Children with special educational needs (SEN) are eight times more likely than their peers to be permanently excluded from school. Advice for parents of children with special educational needs is available from SENDIASS (formerly Parent Partnership).
There are many things that can and should be tried before a permanent exclusion happens. One thing that may help prevent things escalating to a permanent exclusion is if you can show the difficulties your child is experiencing early on. Keeping good records of when and how they are being excluded can give a clearer picture of what is happening and show they need additional support.
Things to record
- Date of the exclusion
- How has school recorded this exclusion e.g. internal / lunchtime / fixed term / permanent?
- How were you informed about this exclusion e.g. phone / letter / other?
- Date / time you were contacted
- Has your child been invited to give a written account of their version of events? If not, you could encourage him/her to write one and forward this to the school
- Name / role of the member of staff who contacted you
- What was said or written to explain the reason for the exclusion? If you are in any doubt you can check with the school what the reason was
- If it was an internal exclusion, was your child given any work to do?

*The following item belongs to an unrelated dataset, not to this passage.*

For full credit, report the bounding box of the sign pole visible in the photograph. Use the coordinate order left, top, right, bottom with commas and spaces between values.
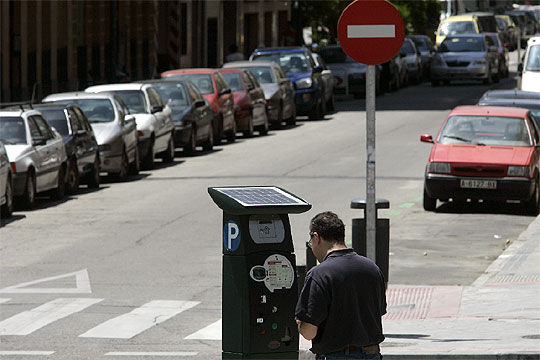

- Have you been asked to take your child away from school without them been excluded? If so, when?
Questions to ask
- If it was a fixed-term exclusion, was work sent home for the first five days for your child to complete and was it marked?
- When did they start to receive full-time educational provision?
- If the exclusion is over 15 days in any one old term or is permanent, have you been invited to a governors hearing to discuss the exclusion? You should receive a pack of papers relating to the exclusion a few days before the meeting
- If it was a permanent exclusion - was work sent home for the first five days for your child to complete and was it marked?
- When did they start to receive full-time education provision? If they only received part-time education, how many hours did they receive?